On 4th June 2011 we caught the ferry over to Brittany to rendezvous with some Australian friends. On the ferry were several people kitted out in WW2 uniforms and some US jeeps and other military vehicles on their way to D-Day commemorations. Three weeks or so later we parted company with our friends to travel home; they were continuing in France. We spent a night in Coutance on the way to the Cherbourg ferry. This is an extract from my travel journal.

Leaving Coutance after breakfast with the rest of the day to spend (our ferry was not till 7.00PM) we decided to take the yellow roads on the Michelin map zig-zagging across the Cherbourg peninsula. We stopped in a small town for coffee and headed in the direction of Utah Beach. We hit another small town near there and decided to stop for more coffee. The town was St Marie du Mont and it turned out to be the first town in France to be liberated on D-Day.
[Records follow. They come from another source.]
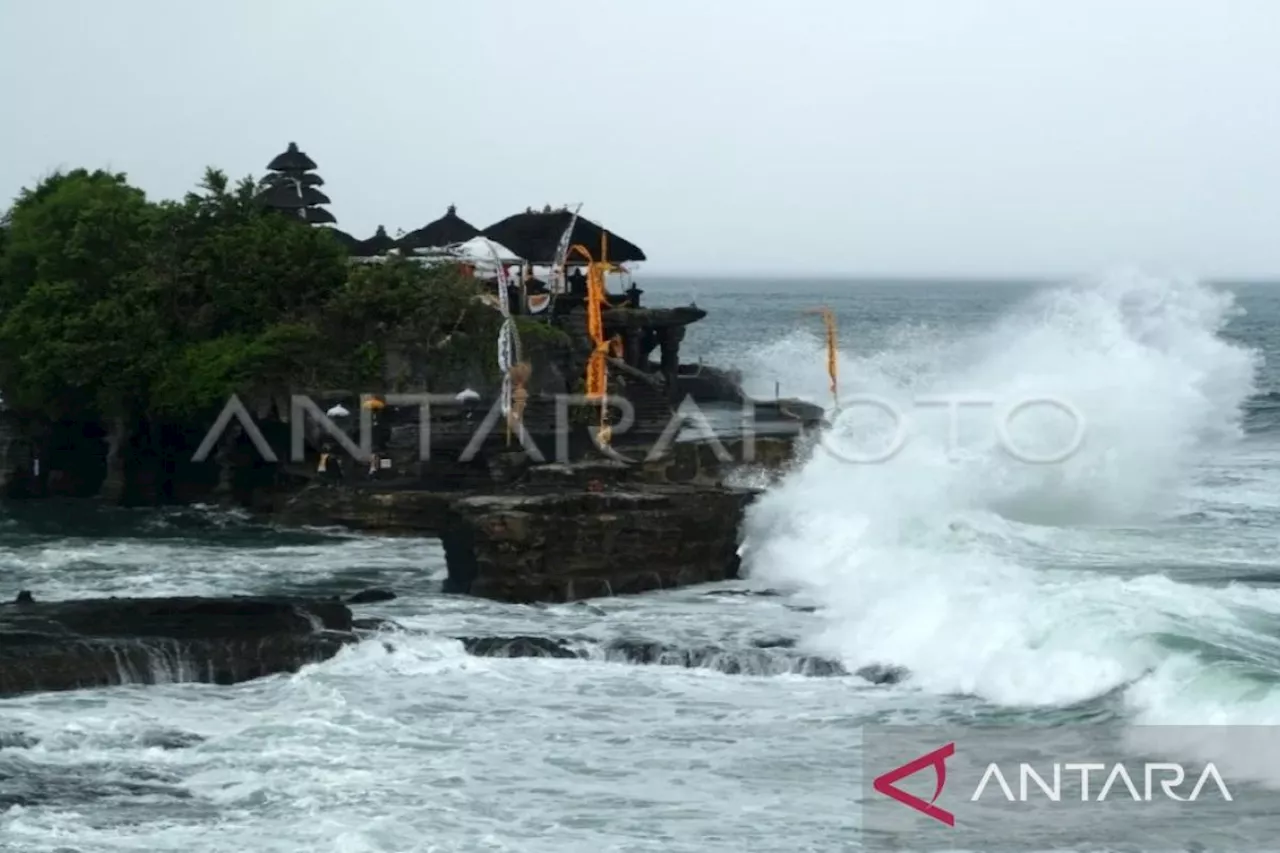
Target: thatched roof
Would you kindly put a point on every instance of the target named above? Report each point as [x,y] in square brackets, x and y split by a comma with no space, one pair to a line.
[446,231]
[379,243]
[535,236]
[346,240]
[306,179]
[318,215]
[282,196]
[291,160]
[312,196]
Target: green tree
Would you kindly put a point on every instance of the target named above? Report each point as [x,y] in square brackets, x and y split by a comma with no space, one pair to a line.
[115,308]
[77,327]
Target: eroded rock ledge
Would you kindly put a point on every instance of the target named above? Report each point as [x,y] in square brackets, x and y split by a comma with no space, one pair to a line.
[72,644]
[566,546]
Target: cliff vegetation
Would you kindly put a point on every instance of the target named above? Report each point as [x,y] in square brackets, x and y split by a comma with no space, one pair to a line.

There are plaques everywhere across the town re-telling stories of both individual and group acts of heroism, together with a few blunders. Apparently, the US 101st Airborne Division dropped there on 5th June 1944, the day before D-Day, their mission being to take and hold the Road from Utah Beach so the US tanks could come through. If the landing had failed – and there was no guarantee of success given the uncertain weather forecast – they would have been stranded there. A risky venture by very brave men. There was obviously heavy fighting in the town – there was a German garrison there – but they were eventually over-run and the town was liberated. The plaques also identify the various uses town buildings were put to by the occupying forces. One house still had the barred windows from when it was the prison; the building that is now the Mairie was the German commandant’s residence. Several other buildings are museums (not open on Sundays unfortunately). Several of the roads have been re-named after GIs killed there. Poignant, indeed. It seemed like a haunted place: the ghosts of war.